Dans sa forme, Hard Sun est plus classique. Dès le deuxième épisode, on comprend que l’apocalypse se joue en trame de fond tandis qu’Elaine et Charlie continuent de résoudre leurs enquêtes quotidiennes, comme pour y trouver une forme de réconfort, d’humanité à préserver. La narration traditionnelle du procedural en somme, avec quelques nuances tout de même. En effet, chaque affaire du duo est plus ou moins liée à la révélation de l’apocalypse et le mouvement anarchique qui commence à se déclencher chez les citoyens.

Comme on pouvait s’y attendre, face à la fin du monde, chaque individu réagit de manière différente mais forcément excessive. La première réponse sera la violence, à travers un complotiste alarmiste qui préfère massacrer toute sa famille plutôt que de les voir mourir dans cinq ans. Parfois, la série emploie la surenchère de sang et de meurtres effroyables de manière gratuite, sans pour autant desservir son propos comme ça peut être le cas pour The Walking Dead.

© BBC One

Si ces investigations n’ont pas le cachet de celles de John Luther, on se laisse très vite prendre au jeu. C’est également à travers ces enquêtes que Neil Cross approfondit ses personnages et révèle leur passé douloureux, comme celui d’Elaine. Si les cas frôlent parfois le ridicule par leur côté absurde, l’écriture dynamique du scénariste offre un rythme haletant et s’avère suffisamment fine pour qu’on se prenne de sympathie avec les personnages.
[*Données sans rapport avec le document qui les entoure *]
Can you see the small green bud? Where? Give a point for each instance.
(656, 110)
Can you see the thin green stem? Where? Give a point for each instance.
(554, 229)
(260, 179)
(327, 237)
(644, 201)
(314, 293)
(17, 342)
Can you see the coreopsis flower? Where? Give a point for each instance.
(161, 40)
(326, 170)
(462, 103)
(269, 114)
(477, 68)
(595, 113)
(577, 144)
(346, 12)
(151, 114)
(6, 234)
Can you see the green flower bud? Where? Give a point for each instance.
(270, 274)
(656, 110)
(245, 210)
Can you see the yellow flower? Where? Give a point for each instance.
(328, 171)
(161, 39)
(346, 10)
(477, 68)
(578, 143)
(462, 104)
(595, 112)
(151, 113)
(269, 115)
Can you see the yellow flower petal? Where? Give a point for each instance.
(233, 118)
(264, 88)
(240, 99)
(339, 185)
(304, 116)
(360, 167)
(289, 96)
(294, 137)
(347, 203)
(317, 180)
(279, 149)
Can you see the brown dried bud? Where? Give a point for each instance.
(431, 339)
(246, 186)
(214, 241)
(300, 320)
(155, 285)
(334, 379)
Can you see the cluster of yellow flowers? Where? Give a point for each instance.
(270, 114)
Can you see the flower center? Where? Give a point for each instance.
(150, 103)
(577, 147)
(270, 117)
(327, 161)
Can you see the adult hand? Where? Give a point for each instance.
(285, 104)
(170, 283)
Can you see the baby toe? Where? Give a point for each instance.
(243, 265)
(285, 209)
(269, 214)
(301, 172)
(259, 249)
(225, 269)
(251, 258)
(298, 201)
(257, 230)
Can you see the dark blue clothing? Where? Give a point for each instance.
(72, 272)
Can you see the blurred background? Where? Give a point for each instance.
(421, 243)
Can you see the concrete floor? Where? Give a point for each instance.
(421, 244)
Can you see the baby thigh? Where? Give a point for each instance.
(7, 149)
Avec son concept ambitieux, son esthétique léchée et envoûtante et son scénario catastrophe imprévisible, Hard Sun est clairement une petite pépite britannique de 2018. Neil Cross et son équipe devront consolider sur le long terme ce mélange des genres ingénieux, qui évite de tomber dans le blockbuster décérébré. Il explore avant tout les peurs profondes et les questionnements existentiels de l’homme devant les merveilles de l’Univers, paradoxalement les plus dangereuses pour sa survie.

En France, la première saison de Hard Sun sera diffusée en février 2018 sur Canal+.